Photo: Marylène Chervet, œnologue du Château de Praz, utilise l'amphore pour élever une petite partie de ses vins blanc.

 

Dans le sillage du pionnier Amédée Mathier, des vignerons suisses commencent à utiliser des contenants de terre cuite pour élever leurs vins. Avec la volonté d’exprimer au mieux les spécificités de leurs terroirs.

Plus qu’un simple effet de mode, c’est l’indice d’une viticulture en quête d’authenticité. Après 2000 ans d’éclipse, les amphores sont de retour dans les chais helvétiques. Ces trois dernières années, une dizaine de producteurs issus pour la plupart de la jeune génération ont fait l’acquisition de contenants en terre cuite pour élever leurs vins: ils viennent de Lavaux (Vincent Chollet), du Vully (Château de Praz, Javet&Javet), du Valais (Valentina Andrei), de Genève (Damien Mermoud, domaine des Balisiers) ou encore du lac de Bienne (Fabian Teutsch, Anne-Claire Schott).

Propriétaires du Château de Praz (FR), au bord du lac de Morat, Marylène et Louis Bovard-Chervet ont fait le pas en 2015. Dans leur cave, ils ont installé six amphores de couleur ocre d’une contenance de 160 à 180 litres. Marylène, l’œnologue du domaine, les utilise pour élever une petite partie de ses vins blancs: «Notre principale ambition est d’améliorer la qualité. La porosité de la terre cuite permet un échange gazeux qui «ouvre» le vin sans l’apport aromatique apporté par les barriques de chêne. En ajoutant 5% de chasselas élevé en amphore et un chasselas classique vinifié en cuve inox, on gagne en complexité.»

Réveil du kvervi

La jeune femme est également séduite par «la dimension historique et originelle» de l’amphore. Une caractéristique que ne possèdent pas les œufs en béton, qui se sont largement répandus ces dix dernières années un peu partout en Europe.

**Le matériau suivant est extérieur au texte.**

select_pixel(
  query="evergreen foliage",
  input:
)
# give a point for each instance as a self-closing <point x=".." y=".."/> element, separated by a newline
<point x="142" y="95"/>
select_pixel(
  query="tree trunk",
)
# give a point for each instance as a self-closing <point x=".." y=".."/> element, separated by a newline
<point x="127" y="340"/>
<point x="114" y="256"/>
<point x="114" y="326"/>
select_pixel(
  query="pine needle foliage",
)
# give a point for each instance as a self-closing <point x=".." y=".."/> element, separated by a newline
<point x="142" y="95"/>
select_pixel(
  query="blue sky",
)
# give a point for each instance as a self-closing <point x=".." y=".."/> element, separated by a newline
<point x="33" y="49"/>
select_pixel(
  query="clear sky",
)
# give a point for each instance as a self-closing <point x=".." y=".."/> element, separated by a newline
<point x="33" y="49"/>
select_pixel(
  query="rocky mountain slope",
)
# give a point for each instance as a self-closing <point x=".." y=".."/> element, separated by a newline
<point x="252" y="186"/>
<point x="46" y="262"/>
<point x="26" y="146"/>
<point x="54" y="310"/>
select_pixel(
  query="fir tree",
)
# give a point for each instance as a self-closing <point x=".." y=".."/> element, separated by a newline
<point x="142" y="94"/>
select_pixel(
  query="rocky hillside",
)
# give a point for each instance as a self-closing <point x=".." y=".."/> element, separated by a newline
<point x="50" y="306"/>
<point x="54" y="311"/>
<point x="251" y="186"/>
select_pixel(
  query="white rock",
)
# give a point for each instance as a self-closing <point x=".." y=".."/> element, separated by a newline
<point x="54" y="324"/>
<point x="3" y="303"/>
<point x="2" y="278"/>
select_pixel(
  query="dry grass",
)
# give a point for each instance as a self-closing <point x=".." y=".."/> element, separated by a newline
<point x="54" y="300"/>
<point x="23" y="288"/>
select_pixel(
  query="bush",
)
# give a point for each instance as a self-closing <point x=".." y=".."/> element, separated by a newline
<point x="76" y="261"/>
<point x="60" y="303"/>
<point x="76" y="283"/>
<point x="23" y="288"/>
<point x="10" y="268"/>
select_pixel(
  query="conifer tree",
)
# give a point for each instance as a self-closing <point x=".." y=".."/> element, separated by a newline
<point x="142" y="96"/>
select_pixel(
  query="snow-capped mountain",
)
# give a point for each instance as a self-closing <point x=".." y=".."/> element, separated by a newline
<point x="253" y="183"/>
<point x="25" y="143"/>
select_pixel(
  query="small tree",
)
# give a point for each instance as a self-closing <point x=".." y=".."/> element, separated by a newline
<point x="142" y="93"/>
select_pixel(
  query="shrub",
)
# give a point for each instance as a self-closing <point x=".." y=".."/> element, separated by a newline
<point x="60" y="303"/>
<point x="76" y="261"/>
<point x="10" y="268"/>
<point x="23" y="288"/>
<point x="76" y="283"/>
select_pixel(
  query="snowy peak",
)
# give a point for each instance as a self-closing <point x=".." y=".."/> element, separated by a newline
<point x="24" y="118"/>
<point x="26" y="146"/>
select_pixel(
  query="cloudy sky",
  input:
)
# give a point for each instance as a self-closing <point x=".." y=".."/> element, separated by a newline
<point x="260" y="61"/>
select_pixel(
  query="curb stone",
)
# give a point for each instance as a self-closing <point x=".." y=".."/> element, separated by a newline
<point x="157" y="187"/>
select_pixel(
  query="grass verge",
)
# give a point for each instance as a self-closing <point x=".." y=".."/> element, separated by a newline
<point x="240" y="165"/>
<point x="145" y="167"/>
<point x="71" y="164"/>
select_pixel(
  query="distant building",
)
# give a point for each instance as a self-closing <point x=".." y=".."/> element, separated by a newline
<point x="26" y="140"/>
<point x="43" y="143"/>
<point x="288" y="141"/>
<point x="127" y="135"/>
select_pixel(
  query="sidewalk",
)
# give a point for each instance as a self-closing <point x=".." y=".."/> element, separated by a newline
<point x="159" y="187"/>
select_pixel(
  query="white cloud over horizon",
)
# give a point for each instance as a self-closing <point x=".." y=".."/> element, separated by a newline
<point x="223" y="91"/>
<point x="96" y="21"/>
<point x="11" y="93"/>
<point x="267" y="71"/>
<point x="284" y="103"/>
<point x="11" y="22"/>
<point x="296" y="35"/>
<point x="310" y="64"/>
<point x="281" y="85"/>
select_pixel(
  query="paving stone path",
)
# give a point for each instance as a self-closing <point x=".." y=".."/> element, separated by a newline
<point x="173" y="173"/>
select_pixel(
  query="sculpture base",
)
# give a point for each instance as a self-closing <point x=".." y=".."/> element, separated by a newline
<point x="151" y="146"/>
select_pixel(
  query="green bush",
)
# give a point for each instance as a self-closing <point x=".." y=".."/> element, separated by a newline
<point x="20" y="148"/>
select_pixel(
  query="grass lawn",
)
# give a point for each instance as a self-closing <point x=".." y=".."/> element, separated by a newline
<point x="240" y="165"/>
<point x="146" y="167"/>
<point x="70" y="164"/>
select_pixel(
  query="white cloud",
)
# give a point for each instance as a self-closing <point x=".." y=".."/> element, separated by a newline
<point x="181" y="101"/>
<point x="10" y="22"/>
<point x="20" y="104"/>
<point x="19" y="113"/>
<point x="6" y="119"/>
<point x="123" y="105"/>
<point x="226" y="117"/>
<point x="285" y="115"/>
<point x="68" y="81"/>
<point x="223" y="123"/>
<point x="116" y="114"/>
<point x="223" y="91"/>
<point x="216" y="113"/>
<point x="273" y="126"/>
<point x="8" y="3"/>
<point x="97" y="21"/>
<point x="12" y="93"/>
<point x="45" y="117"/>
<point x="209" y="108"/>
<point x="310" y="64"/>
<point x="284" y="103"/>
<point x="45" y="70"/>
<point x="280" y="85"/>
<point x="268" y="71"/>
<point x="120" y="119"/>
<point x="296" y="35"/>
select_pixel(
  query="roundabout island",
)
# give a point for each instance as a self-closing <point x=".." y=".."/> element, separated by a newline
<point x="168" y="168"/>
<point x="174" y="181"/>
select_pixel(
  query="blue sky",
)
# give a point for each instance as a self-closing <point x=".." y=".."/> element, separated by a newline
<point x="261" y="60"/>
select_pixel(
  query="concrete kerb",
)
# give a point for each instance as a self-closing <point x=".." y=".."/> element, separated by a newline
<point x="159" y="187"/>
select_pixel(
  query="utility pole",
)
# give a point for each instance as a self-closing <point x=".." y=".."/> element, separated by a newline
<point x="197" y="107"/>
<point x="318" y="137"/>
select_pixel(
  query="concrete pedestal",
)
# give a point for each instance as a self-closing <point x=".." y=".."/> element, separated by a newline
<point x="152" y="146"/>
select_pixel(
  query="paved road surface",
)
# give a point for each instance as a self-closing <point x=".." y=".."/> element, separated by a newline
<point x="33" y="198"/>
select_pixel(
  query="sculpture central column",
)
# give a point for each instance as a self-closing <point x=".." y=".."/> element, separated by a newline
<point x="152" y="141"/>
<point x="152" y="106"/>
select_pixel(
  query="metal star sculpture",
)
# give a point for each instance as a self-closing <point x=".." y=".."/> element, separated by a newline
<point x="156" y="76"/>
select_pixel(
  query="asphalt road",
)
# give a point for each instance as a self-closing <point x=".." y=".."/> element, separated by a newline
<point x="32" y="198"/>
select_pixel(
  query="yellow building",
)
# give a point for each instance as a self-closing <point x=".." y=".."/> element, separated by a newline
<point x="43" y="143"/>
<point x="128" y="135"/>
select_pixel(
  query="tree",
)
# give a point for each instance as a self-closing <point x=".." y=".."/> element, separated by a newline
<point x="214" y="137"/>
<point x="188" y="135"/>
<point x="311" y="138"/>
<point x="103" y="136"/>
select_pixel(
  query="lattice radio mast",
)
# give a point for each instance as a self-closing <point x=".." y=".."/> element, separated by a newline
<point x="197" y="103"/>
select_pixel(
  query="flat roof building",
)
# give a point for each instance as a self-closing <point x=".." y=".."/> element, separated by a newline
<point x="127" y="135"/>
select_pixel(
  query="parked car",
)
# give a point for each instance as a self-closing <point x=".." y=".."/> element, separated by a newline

De son côté, Vincent Chollet a eu un vrai coup de cœur. «C’est un très beau contenant, j’ai immédiatement eu envie d’essayer, raconte le vigneron d’Aran. Et puis c’est moins lourd et moins cher que le béton.»
La renaissance des amphores a été initiée il y a une quinzaine d’années en Italie et en Espagne. Producteur à Salquenen, Amédée Mathier a été le premier vigneron suisse à se lancer en 2008, au retour d’un voyage en Géorgie. Dans ce pays, les vignerons n’ont jamais cessé d’utiliser les antiques kvervis de terre cuite. Séduit, il a commandé sept amphores oblongues de 600 à 2000 litres. Il produit deux assemblages, un rouge (syrah et cabernet franc) et un blanc à base de rèze et de marsanne vinifié comme un vin orange géorgien: le raisin égrappé et précipité dans les pots enterrés dans le sol pour une vinification spontanée.

Fort du succès de la démarche, Amédée Mathier a racheté des kvervis. Il possède aujourd’hui une vingtaine de pièces pour une production de 6000 à 8000 bouteilles par an de rouge et de blanc. «Les vrais connaisseurs achètent le blanc, juge-t-il. Le rouge est plus un produit marketing.» Il souligne un problème majeur: la terre cuite se brise très facilement: «En 2014 et 2015, nous avons eu deux petits tremblements de terre en Valais. A chaque fois un kvervi a été cassé et le vin a disparu dans le sol…»

Grandes fragiles

La grande fragilité des kvervis, amphores, jarres et autres doliums est soulignée par tous les vignerons. Et ce quelles que soient l’origine de l’argile, la forme et les modalités de conception, très différentes selon les régions. D’autres variables influencent directement le processus de vinification et d’élevage: la taille des contenants peut varier considérablement (de quelques dizaines de litres à une vingtaine d’hectolitres), tout comme leur porosité, l’épaisseur des parois, le profil de la terre utilisée et l’application éventuelle à l’intérieur d’un revêtement comme la cire d’abeille.

Dans ce foisonnement, une constante: les nouveaux conquistadors de l’amphore font référence à la symbolique du retour à la terre et à la quête de la plus pure expression du terroir. «Cela fait partie d’une quête d’authenticité, reconnaît Damien Mermoud, vigneron à Lully. De la même manière, je m’intéresse à la biodynamie. Je travaille avec le calendrier lunaire. Mais je ne souhaite pas forcément un label. Je reste un paysan avec les yeux ouverts. J’utilise ce qui est compatible avec nos conditions culturales.»
Avec sa force symbolique, l’amphore est aussi un puissant vecteur de communication. Mais à l’exception d’Amédée Mathier, aucun vigneron suisse n’ose encore mettre cet élément en avant, comme le soulignent en chœur Vincent Chollet et Marylène Bovard-Chervet: «Nous sommes en phase d’expérimentation. L’idée est de maîtriser la chose avant d’en faire un atout marketing!»